Thursday 21 October 2021

Brexit still means Brexit

Jonathan Lis makes some very good, but familiar points in his collumn in Prospect Magazine today, in that erecting barriers to trade with your closest and largest trading partners will hamper trade, and that reducing the labour pool by restricting immigration will create labour shortages.

Brexit means Brexit.

And this means Brexit since May defined Brexit as leaving the SM and CU and the systems in place that reduced the red tape that hampers free trade, instead, Brexit increases red tape, makes tradeslowr and less efficient.

If only there had be some warnings that this would happen?

FFS.

The Government is still claiming its cakeist dogma and denying the root cause of the shortages, with the freight industry now believing far from the problems being eased in 2022, but will remain or get worse through to 2023 and even the year after.

There only hope is common sense breaking out in Government and mechanisms put in place that free trade up.
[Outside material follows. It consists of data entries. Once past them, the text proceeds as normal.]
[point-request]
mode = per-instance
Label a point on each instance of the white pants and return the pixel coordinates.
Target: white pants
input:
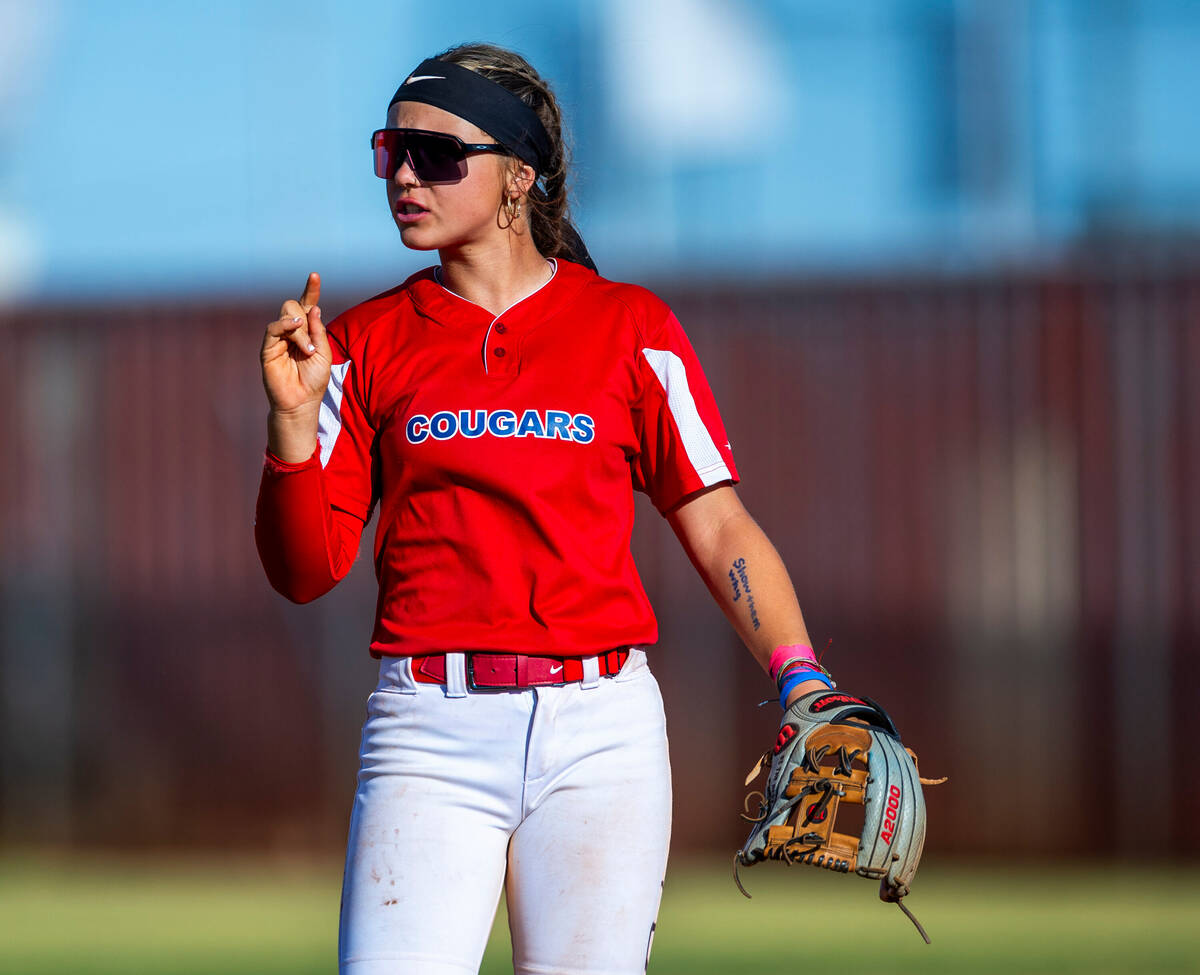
(561, 794)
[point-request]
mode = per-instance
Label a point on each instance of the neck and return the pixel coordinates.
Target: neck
(497, 276)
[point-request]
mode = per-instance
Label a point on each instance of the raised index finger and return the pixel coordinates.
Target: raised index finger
(311, 291)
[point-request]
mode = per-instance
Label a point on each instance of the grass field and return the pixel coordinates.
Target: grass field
(190, 917)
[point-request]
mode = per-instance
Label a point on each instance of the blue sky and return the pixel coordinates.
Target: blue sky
(219, 148)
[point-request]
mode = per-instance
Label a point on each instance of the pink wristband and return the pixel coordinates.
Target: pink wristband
(787, 652)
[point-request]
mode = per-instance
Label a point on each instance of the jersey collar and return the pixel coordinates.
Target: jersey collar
(445, 307)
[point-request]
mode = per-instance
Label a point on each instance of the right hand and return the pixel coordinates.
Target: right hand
(297, 357)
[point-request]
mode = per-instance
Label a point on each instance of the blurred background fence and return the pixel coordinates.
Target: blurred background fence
(984, 486)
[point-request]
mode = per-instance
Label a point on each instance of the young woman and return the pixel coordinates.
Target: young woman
(501, 408)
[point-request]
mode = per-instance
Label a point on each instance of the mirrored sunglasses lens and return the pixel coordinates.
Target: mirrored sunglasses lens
(436, 159)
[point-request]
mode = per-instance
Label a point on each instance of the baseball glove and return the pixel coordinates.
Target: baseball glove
(834, 749)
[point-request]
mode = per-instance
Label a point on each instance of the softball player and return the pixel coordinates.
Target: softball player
(501, 408)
That isn't going to happen.

But for the time being, at least until the end of the year, the UK has unrestricted imports from the EU with no compliance checks carried out because preparations were not complete in time for the actual economic leaving of the EU, while UK exporters have to cope with the full raft of red tape and compliance issues that all other third countries have.

Rather than take back control, we have given far more away, and if it comes to negotiations with the EU, the EU already have the best deal in the world, it will take one heck of a lot of leverage for it go give up unfettered access to UK markets. It will in the end, but starting negotiations from a dreadfully poor position will only lead to a poorer end point, making us all even poorer.